Skip to main content
Go to documentation:
⌘U
Weaviate Database

Develop AI applications using Weaviate's APIs and tools

Deploy

Deploy, configure, and maintain Weaviate Database

Weaviate Agents

Build and deploy intelligent agents with Weaviate

Weaviate Cloud

Manage and scale Weaviate in the cloud

Additional resources

Integrations
Contributor guide
Events & Workshops
Weaviate Academy

Need help?

Weaviate LogoAsk AI Assistant⌘K
Community Forum

Vector Search

Vector search is a similarity-based search using vector embeddings, or embeddings. Vector search is also referred to as "semantic search" due to its ability to find semantically similar objects. It should be noted, however, that vector search is not limited to text data. Vector search can be used with other types of data, such as images, videos, and audio.

A vector embedding captures semantic meaning of an object in a vector space. It consists of a set of numbers that represent the object's features. Vector embeddings are generated by a vectorizer model, which is a machine learning model that is trained for this purpose.

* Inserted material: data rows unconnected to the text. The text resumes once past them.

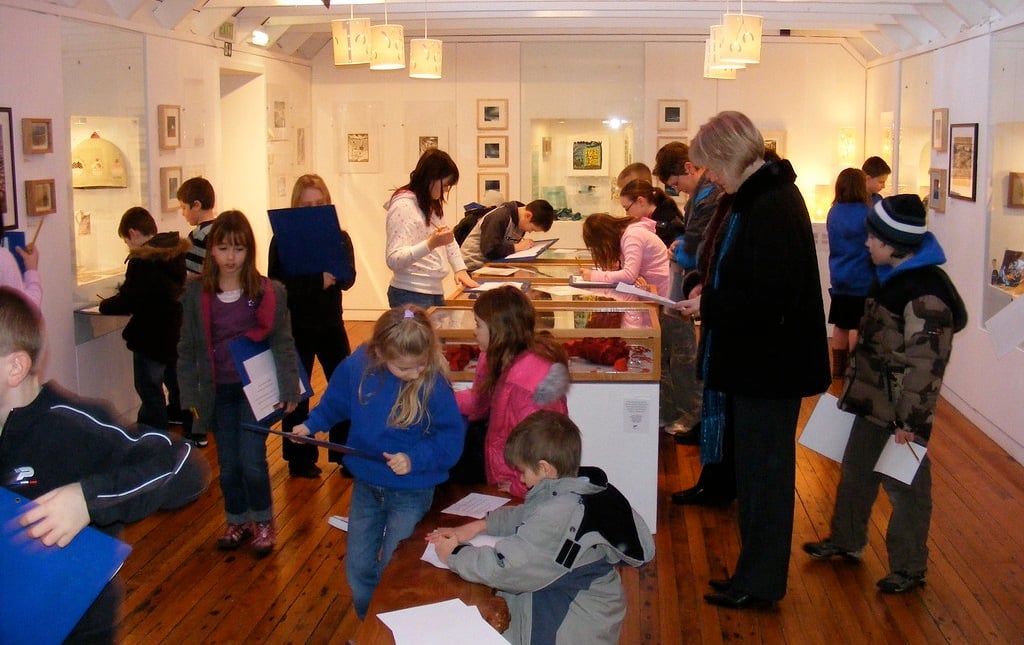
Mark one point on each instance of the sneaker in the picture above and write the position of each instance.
(900, 582)
(827, 549)
(235, 536)
(264, 538)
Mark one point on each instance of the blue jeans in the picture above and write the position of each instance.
(397, 297)
(378, 519)
(245, 478)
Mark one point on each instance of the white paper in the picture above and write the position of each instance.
(476, 505)
(633, 290)
(448, 622)
(430, 553)
(828, 428)
(1007, 328)
(495, 270)
(900, 461)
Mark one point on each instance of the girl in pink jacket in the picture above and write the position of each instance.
(518, 373)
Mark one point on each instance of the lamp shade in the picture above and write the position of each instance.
(712, 73)
(351, 41)
(718, 45)
(741, 38)
(387, 44)
(424, 58)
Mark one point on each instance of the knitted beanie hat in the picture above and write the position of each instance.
(898, 220)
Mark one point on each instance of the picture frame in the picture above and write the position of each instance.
(588, 156)
(37, 136)
(170, 180)
(492, 152)
(775, 140)
(964, 161)
(937, 186)
(940, 129)
(673, 114)
(492, 181)
(492, 114)
(169, 127)
(8, 197)
(40, 197)
(1015, 189)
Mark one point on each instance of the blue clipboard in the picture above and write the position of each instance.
(308, 240)
(243, 349)
(44, 591)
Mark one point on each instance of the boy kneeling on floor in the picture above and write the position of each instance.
(555, 565)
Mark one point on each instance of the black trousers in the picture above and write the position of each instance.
(765, 431)
(330, 346)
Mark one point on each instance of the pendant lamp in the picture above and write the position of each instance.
(387, 45)
(351, 40)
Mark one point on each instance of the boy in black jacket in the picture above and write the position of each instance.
(79, 467)
(154, 280)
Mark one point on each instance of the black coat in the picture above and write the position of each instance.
(765, 319)
(154, 281)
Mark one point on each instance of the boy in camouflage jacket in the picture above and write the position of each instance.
(892, 384)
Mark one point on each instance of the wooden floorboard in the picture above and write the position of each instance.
(181, 590)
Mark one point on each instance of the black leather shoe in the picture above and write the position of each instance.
(308, 471)
(722, 584)
(734, 599)
(698, 496)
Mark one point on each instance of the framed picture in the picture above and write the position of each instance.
(492, 114)
(8, 201)
(1015, 190)
(37, 136)
(497, 181)
(775, 140)
(940, 129)
(964, 161)
(665, 140)
(169, 124)
(588, 156)
(492, 152)
(40, 197)
(672, 114)
(937, 180)
(170, 179)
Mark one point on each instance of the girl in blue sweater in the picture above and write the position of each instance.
(406, 423)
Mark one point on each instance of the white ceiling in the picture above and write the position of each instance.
(302, 28)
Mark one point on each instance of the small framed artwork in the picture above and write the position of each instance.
(37, 136)
(492, 152)
(937, 179)
(8, 200)
(665, 140)
(964, 161)
(170, 180)
(775, 141)
(672, 114)
(588, 156)
(169, 123)
(40, 197)
(940, 129)
(492, 181)
(493, 114)
(1015, 190)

A vector search compares vectors of the stored objects against the query vector(s) to find the closest matches, before returning the top n results.

An introduction to vector search

New to vector search? Check out our blog, "Vector Search Explained" for an introduction to vector search concepts and use cases.

Object vectors

For vector search, each object must have representative vector embeddings.

The model used to generate vectors is called a vectorizer model, or an embedding model.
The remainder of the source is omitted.